Germany, France and Italy hit pause on AstraZeneca covid-19 shots after several countries reported possible serious side-effects. The development will be watched in Australia, where the vaccine is also administered.
The government will sell a 16.12% stake through an offer-for-sale via stock exchanges, Tata Communications said in the statement. The remaining shares will be sold to Tata Sons Pvt.’s investment arm Panatone Finvest Ltd immediately after that sale, it said. Panatone Finvest currently owns 34.8% of Tata Communications, while Tata Sons has a 14.1% stake in the company.
The department of telecommunications (DoT) is likely to ask the regulator to lower the minimum price for the auction of 5G airwaves, a person directly aware of the development said. Telecom operators have insisted that the floor price recommended by the Telecom Regulatory Authority of India (Trai) is “unaffordable” and will seriously hamper the introduction of 5G services in India.

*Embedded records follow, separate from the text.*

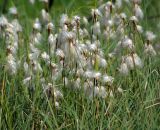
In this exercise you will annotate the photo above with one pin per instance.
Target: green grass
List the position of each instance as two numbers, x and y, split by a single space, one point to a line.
132 110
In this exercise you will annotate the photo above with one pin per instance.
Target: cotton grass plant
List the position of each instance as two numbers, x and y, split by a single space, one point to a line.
99 71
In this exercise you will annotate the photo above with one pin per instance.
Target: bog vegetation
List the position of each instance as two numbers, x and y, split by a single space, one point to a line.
92 69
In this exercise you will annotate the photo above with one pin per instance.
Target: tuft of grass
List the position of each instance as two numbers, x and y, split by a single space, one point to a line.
137 108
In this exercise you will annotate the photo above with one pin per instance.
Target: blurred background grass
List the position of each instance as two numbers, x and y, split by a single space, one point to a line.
151 10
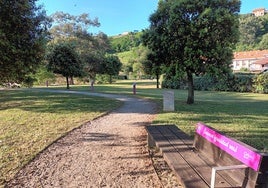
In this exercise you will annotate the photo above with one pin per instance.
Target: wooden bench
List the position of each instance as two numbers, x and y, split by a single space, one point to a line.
212 159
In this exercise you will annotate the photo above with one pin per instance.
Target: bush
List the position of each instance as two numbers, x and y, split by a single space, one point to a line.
28 81
260 83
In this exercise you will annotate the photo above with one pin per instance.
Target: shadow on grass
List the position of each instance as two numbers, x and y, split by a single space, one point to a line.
47 102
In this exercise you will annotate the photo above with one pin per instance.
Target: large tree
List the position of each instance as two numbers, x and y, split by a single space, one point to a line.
195 36
112 66
23 27
152 66
64 60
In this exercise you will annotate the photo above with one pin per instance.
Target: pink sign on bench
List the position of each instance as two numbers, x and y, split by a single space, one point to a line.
238 151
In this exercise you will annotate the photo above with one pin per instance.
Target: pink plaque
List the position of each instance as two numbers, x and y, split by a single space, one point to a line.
238 151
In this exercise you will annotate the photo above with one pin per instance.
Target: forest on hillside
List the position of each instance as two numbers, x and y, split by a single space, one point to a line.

India plans to raise the eligibility criteria for automakers to qualify for financial subsidies under the production-linked incentive (PLI) scheme, said two people directly aware of the developments. The revised rules are expected to mostly benefit companies that have high levels of vehicle exports and also the ability to continue growing them, they said. Hyundai Motor India, Maruti Suzuki India Ltd and Ford Motor India are the country’s top three passenger vehicle exporters. Bajaj Auto Ltd and TVS Motor are the leading exporters of two-wheelers.
Longer-term US treasury yields fell Monday as the market looked ahead to the Fed meeting and the latest government debt auctions. The benchmark 10-year yield, which reached 1.642% last week, ended Monday down 2.8 basis points at 1.6073%.
Rising inflation expectations could prompt the Federal Open Market Committee to signal it will start raising rates sooner than expected.
In currencies trading, the dollar gained as traders cut bearish bets on the greenback to four-month lows. The dollar index rose 0.154%, with the euro down 0.03% to $1.1924.